Contingency table

In statistics, a contingency table is a type of table in a matrix format that displays the frequency distribution of the variables. They are heavily used in survey research, business intelligence, engineering and scientific research. They provide a basic picture of the interrelation between two variables and can help find interactions between them. The term contingency table was first used by Karl Pearson in "On the Theory of Contingency and Its Relation to Association and Normal Correlation", part of the Drapers' Company Research Memoirs Biometric Series I published in 1904.
A crucial problem of multivariate statistics is finding the dependence structure underlying the variables contained in high-dimensional contingency tables. If some of the conditional independences are revealed, then even the storage of the data can be done in a smarter way. In order to do this one can use information theory concepts, which gain the information only from the distribution of probability, which can be expressed easily from the contingency table by the relative frequencies.
A pivot table is a way to create contingency tables using spreadsheet software.

Example

Suppose there are two variables, sex and handedness. Further suppose that 100 individuals are randomly sampled from a very large population as part of a study of sex differences in handedness.
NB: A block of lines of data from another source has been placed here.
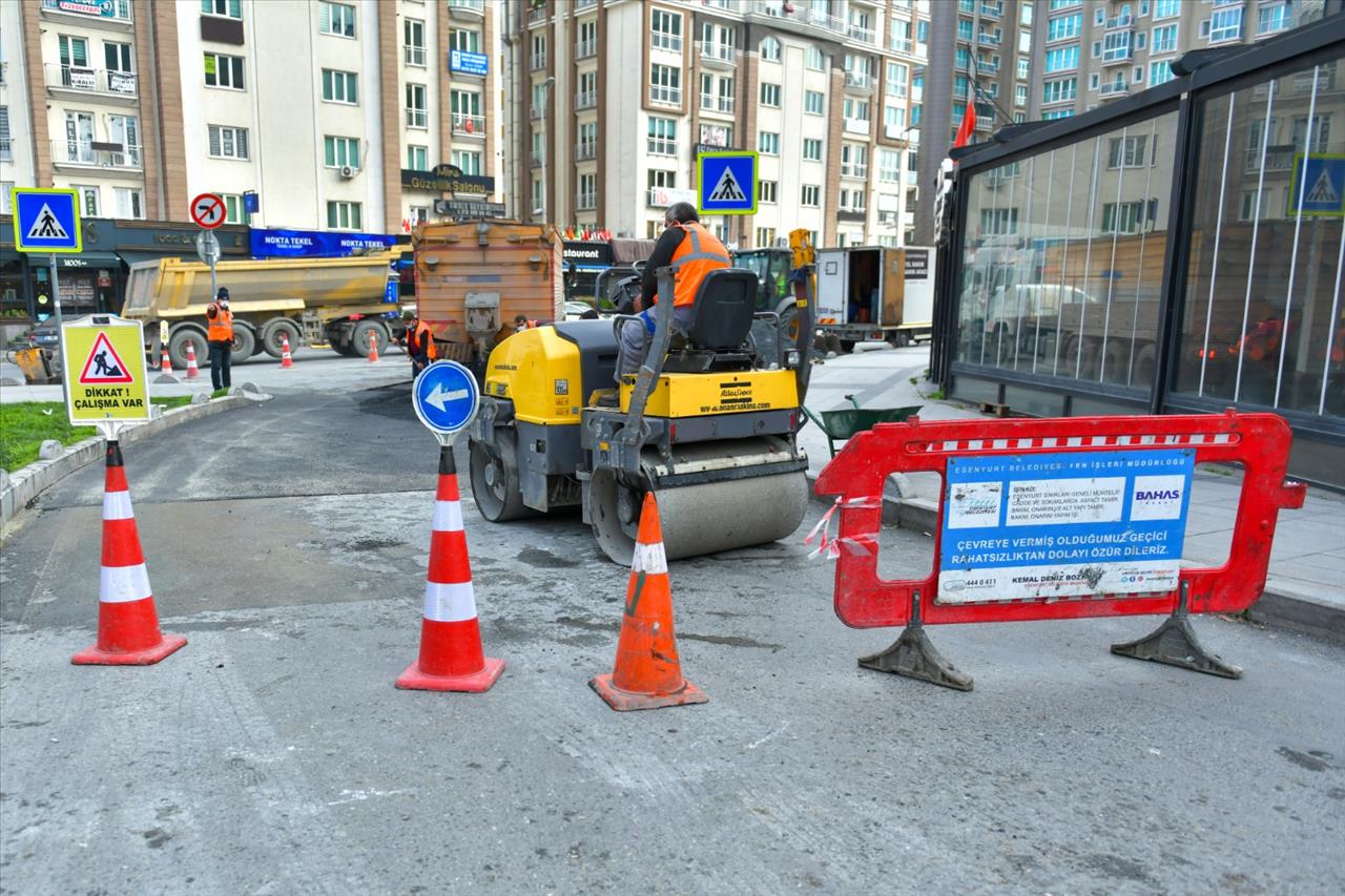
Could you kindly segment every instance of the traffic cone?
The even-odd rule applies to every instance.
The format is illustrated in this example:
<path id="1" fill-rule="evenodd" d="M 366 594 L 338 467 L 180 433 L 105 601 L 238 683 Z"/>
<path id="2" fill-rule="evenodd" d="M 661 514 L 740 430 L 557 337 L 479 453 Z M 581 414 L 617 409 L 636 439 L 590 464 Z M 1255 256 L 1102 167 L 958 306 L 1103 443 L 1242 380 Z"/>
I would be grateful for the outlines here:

A contingency table can be created to display the numbers of individuals who are male right handed and left handed, female right handed and left handed. Such a contingency table is shown below.

	Right handed	Left handed	Total
Male	43	9	52
Female	44	4	48
Total	87	13	100

The numbers of the males, females, and right- and left-handed individuals are called marginal totals. The grand total is the number in the bottom right corner.
The table allows users to see at a glance that the proportion of men who are right handed is about the same as the proportion of women who are right handed although the proportions are not identical. The strength of the association can be measured by the odds ratio, and the population odds ratio estimated by the sample odds ratio. The significance of the difference between the two proportions can be assessed with a variety of statistical tests including Pearson's chi-squared test, the G-test, Fisher's exact test, Boschloo's test and Barnard's test, provided the entries in the table represent individuals randomly sampled from the population about which conclusions are to be drawn. If the proportions of individuals in the different columns vary significantly between rows, it is said that there is a contingency between the two variables. In other words, the two variables are not independent. If there is no contingency, it is said that the two variables are independent.
The example above is the simplest kind of contingency table, a table in which each variable has only two levels; this is called a 2 × 2 contingency table. In principle, any number of rows and columns may be used. There may also be more than two variables, but higher order contingency tables are difficult to represent visually. The relation between ordinal variables, or between ordinal and categorical variables, may also be represented in contingency tables, although such a practice is rare. For more on the use of a contingency table for the relation between two ordinal variables, see Goodman and Kruskal's gamma.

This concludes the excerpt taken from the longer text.